Smart Peptide Hydrogels That Release Wound-Healing Signals When They Detect Injury Enzymes

The researchers synthesized three hybrid peptides and characterized them using circular dichroism, thioflavin T assay, transmission electron microscopy, atomic force microscopy, scanning electron cryomicroscopy, and rheological testing. They tested stability in water and plasma, and enzyme susceptibility. Cytotoxicity was assessed on fibroblasts and keratinocytes using XTT and LDH assays. Wound healing was evaluated in a mouse dorsal skin injury model with histological analysis.

Wound healing peptides like GHK are effective but break down quickly, requiring repeated application. This hydrogel system solves that problem by acting as both a protective scaffold for new skin cells and a controlled-release reservoir that only delivers healing peptides when wound-related enzymes are present. This enzyme-triggered release is an elegant design — the gel responds to the wound environment itself.

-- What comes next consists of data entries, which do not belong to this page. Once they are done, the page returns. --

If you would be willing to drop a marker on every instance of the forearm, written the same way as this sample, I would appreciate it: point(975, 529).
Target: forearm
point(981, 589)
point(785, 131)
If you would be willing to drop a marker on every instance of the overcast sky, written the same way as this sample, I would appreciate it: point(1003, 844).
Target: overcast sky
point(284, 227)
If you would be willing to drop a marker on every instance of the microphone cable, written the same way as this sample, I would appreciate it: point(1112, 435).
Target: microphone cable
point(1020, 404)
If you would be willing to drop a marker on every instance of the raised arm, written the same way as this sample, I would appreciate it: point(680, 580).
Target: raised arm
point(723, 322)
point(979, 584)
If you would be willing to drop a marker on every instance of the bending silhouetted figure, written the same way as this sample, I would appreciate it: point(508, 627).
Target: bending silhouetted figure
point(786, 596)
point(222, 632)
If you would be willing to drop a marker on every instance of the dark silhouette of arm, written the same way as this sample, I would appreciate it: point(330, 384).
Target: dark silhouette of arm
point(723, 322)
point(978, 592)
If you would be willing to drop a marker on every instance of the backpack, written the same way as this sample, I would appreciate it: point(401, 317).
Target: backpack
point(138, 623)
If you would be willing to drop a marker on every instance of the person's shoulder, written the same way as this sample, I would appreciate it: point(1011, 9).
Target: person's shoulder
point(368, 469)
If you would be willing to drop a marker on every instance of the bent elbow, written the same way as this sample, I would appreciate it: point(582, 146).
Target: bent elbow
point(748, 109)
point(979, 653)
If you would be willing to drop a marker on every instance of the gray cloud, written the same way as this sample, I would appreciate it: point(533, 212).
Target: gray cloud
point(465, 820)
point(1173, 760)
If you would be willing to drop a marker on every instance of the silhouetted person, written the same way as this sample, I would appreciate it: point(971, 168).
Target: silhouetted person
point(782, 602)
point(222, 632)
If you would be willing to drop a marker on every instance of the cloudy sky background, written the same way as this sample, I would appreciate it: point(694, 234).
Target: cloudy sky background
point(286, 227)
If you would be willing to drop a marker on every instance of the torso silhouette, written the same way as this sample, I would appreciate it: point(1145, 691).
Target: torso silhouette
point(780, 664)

Self-assembling peptide hydrogels represent a growing area of regenerative medicine. The innovation here is the enzyme-responsive release mechanism — the material doesn't just passively release peptides over time, it specifically responds to wound-related enzymes. This approach could be applied beyond wound healing to deliver anti-inflammatory or antimicrobial peptides in other tissue engineering applications where enzyme-triggered drug release would be beneficial.

Wound healing was only demonstrated in a mouse model, and mouse skin heals differently from human skin. The abstract doesn't report specific wound closure rates, healing times, or quantitative comparisons. Only two of the three hybrid peptides (RADA-GHK and RADA-KGHK) were tested in the wound model — RADA-RDKVYR results aren't mentioned for in vivo. Long-term biocompatibility and manufacturing scalability are unknown.